If you're keeping you old shaft and tripod joint, but swapping the actual CV joint than you will need some snap ring pliers, a vise, a few good blocks of wood, and some patience, hell, throw in a hammer and a drift for good measure. The shiny parts are important, but one thing you have going for you is that the actual axle (the part that is always exposed and is probably painted black) is incredibly strong. therefore you can grab it with a vise or with vise grips and put all sorts of force on it.
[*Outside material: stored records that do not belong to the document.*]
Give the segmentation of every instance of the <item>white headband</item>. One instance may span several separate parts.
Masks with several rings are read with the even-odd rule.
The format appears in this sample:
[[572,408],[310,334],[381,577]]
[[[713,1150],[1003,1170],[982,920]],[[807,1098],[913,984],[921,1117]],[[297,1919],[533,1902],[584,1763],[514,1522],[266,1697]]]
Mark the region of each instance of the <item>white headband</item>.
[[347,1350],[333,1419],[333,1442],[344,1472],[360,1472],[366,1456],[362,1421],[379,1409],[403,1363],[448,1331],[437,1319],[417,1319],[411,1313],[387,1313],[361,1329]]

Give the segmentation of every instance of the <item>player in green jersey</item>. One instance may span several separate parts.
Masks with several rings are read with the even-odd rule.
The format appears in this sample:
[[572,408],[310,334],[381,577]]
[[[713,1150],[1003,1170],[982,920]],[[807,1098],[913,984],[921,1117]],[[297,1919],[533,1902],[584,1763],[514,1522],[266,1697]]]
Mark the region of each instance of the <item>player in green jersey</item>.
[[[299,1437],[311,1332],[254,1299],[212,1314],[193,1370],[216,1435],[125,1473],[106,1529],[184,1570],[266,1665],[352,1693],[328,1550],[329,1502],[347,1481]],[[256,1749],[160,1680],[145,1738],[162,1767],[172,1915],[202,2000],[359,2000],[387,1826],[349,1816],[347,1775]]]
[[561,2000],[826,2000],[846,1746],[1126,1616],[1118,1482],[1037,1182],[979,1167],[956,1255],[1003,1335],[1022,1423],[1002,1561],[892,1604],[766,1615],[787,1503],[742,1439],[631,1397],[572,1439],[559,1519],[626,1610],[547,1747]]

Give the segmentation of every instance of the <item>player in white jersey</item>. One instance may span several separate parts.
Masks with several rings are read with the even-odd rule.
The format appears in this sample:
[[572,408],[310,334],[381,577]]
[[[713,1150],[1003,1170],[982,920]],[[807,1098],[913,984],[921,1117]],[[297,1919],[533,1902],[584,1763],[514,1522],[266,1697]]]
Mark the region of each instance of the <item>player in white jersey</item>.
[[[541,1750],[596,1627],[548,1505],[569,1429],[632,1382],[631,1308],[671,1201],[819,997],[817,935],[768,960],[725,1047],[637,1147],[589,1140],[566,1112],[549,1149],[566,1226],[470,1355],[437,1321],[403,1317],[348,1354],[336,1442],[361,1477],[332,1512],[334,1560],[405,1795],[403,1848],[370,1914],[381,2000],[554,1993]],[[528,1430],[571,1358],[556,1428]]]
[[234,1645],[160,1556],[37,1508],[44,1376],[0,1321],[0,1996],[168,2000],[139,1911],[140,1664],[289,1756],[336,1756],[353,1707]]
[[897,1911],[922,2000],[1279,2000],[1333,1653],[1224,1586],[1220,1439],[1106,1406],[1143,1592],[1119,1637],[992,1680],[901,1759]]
Just follow the steps in your service manual; and if you don't have a good old Haynes or Chilton manual then you NEED to get one NOW. they will have the procedure for swapping joints on the shaft. if you do give it a shot, just don't mess up the threads on the new joint when installing it and don't mess up the splines on the axle end. I'd also highly recommend buying a bench vise. if you get one you need to bolt it down to a good workbench or if you don't have a workbench then use a piece of wood, just something to bolt it to. If you are in a bigger city than there may be a Harbor Fright Tools store or a Northern Tool store near you. these are great places to get a good vise for relatively cheap ($30-on up) Don't get anything smaller than a 4 or 5 inch. 

Good luck man. 
P.S. 
The first CV joint I ever changed took me about three days, and that was on my only car, so I was stuck. The second one took about 6 hours. Now I can knock one out in just a few hours if I've done it on the same car before. So Keep heart, and keep working, you will get it done.


----------